Veritas
Ikarus:
Auf ihrer Flucht vor Minos benutzten sie Flügel aus Holz, denen sie mit Wachs Federn aufgeklebt hatten. Und wer entsinnt sich nicht der Legende von Simon Magus, der im antiken Rom vor den Augen Neros mit einer sehr plumpen Ausrüstung zu fliegen versuchte? Unglücklicherweise kam Ikarus der Sonne zu nahe und stürzte zur Erde, weil die Hitze das Wachs seiner Flügel schmelzen ließ. Und kaum hatte Simon Magus sich in die Luft erhoben, lag er schon zertrümmert am Boden.

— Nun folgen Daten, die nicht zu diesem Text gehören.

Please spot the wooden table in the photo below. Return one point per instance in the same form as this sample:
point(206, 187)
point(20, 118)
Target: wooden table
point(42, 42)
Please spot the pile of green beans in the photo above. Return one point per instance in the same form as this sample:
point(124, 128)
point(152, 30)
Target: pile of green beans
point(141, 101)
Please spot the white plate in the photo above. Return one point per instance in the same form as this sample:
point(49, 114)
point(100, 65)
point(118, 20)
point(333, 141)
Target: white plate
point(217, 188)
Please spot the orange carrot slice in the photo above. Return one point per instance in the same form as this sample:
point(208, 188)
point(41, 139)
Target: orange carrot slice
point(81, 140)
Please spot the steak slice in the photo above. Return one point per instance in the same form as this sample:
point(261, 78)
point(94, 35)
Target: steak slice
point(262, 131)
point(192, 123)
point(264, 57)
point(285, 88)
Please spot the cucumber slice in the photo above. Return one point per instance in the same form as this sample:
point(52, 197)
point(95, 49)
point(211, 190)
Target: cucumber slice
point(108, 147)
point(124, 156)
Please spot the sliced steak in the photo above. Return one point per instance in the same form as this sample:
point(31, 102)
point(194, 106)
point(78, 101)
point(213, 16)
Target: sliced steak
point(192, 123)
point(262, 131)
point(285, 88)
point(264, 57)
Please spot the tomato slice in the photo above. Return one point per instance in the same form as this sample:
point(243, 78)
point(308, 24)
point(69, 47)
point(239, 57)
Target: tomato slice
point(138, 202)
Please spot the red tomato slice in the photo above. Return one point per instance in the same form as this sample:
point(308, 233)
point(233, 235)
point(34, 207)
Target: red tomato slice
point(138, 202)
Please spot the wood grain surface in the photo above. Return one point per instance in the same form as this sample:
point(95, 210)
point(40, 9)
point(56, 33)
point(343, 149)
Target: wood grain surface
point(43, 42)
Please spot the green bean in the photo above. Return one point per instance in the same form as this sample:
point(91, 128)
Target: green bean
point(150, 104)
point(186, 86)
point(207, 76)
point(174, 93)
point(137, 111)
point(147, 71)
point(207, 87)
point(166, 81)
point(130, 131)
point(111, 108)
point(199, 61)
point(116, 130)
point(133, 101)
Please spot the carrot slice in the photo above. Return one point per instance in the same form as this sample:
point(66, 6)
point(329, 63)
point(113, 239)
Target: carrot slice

In den dunklen Jahrhunderten des Mittelalters wurden die Versuche fortgesetzt. Ein gewisser Armen Firman baute in der spanischen Stadt Córdoba einen genialen Mechanismus in Gestalt eines Flügels, wofür er wenig mehr als seinen eigenen Mantel verwendete. Die Ausrüstung war vielleicht etwas zu rudimentär: Armen Firman sprang von einem Turm, stürzte in die Tiefe, brach sich etliche Knochen und kam durch ein Wunder mit dem Leben davon.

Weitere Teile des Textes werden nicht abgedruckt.